After shock figures showed the economy was back in recession, Mr Balls said there was a risk of prolonged stagnation in the UK like that experienced by Japan in the 1990s.
Prime Minister David Cameron has insisted there will be no change to the coalition's programme of austerity and deficit reduction despite the double-dip.
But Mr Balls told The Observer that lacklustre growth could be an issue for "a very long time".
"I am not predicting years of recession, although we could well be in for a long 'lost decade'-style period of slow growth and high unemployment," he said.
He added there was a danger that "the economy continues to underperform and, Japanese-style, it grows below trend and therefore unemployment stays high".
"That sort of stagnation is consistent with a bit of growth, but not enough, that could go on for a very long time," he added.
Mr Balls challenged Chancellor George Osborne to a live televised debate on how the economy could be pulled out of recession.
"There are big choices to be made about how we get out of this very deep hole," he said.
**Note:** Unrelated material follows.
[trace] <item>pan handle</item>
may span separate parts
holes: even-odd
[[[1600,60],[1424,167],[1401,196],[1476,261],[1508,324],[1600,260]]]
"We have to find a way to talk this through and try to get to a better place."
Mr Balls said the latest figures proved he had been right to warn that the coalition's strategy was "too far and too fast".
"In politics and especially in economics and politics, when things start to go wrong, the sooner you admit it the better," he said.
"The thing that frustrates me is that for a year is how arrogantly George Osborne has said, 'No my plan will work - you are wrong', and we are a year on and it is now too late."